Of the 32 mental health and prayer apps such as Talkspace, Woebot and Calm analyzed by the tech nonprofit, 28 were flagged for "strong concerns about user data management" and 25 failed to meet security standards such as requiring strong passwords.
For example, mental health chatbot Woebot was singled out in the survey for “sharing personal data with third parties”.
Woebot says that while it promotes the app using targeted ads on Facebook, "no personal data is shared or sold to those marketing/advertising partners," and that it gives users the option to delete all of their data upon request.
Mozilla researcher Misha Rikov described the apps as "data vacuums with the appearance of a mental health app," which opens up the possibility of users' data being collected by insurance and data brokers and social networking companies.
AI experts warn virtual therapy companies could lose sensitive data to cyber breaches.
"AI chatbots face the same privacy risk as more traditional chatbots or any online service that accepts users' personal information," Eliot Bendinelli, senior technologist at rights group Privacy International, told TRF.
In South Africa, mental health app Panda is set to launch an artificial intelligence-powered "digital companion" that would chat with users, make treatment suggestions and, with the user's consent, provide results and insights about users to traditional therapists who are also available in the app.
"Saputnik does not replace traditional forms of therapy, but expands them and helps people in their daily lives," said Panda founder Alon Lits.
Panda encrypts all backups and access to AI conversations is completely private, Lits said.
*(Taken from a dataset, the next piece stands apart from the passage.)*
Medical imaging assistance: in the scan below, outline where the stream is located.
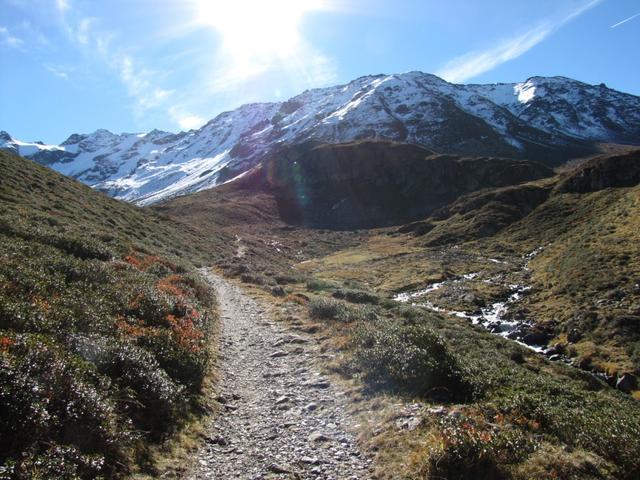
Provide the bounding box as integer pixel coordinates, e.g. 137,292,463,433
393,251,548,353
Technology experts like Stein hope that strong regulation will eventually be able to "protect against unethical AI practices, strengthen data security and maintain consistency in health standards."
From the United States to the EU, lawmakers are rushing to regulate AI tools and are pressuring the industry to adopt a voluntary code of conduct as new laws are prepared.
Empathy
Nevertheless, the anonymity and lack of judgment is why people like 45-year-old Tim, a warehouse manager in Britain, have turned to ChatGPT instead of a human therapist.
"I know it's just a big language model and it doesn't 'know' anything, but it actually makes it easier to talk about things that I don't talk about with anyone else," said Tim - not his real name - who addressed the bot in an attempt to ward off chronic loneliness.
Research shows that the empathy of chatbots can be greater than that of humans.
A 2023 study in the American internal medicine journal JAMA evaluated the responses of chatbots and physicians to 195 randomly drawn patient questions from a social networking forum.
They found that bot responses were rated “significantly higher in both quality and empathy” compared to physician responses.
The researchers concluded that "artificial intelligence assistants can help compile answers to patients' questions" and not completely replace doctors.
But while bots can simulate empathy, it will never be the same as the human empathy that people long for when they call the helpline, said Doyle, a former NEDA adviser.
"We should use technology to work together with us people, not to replace us," she assessed.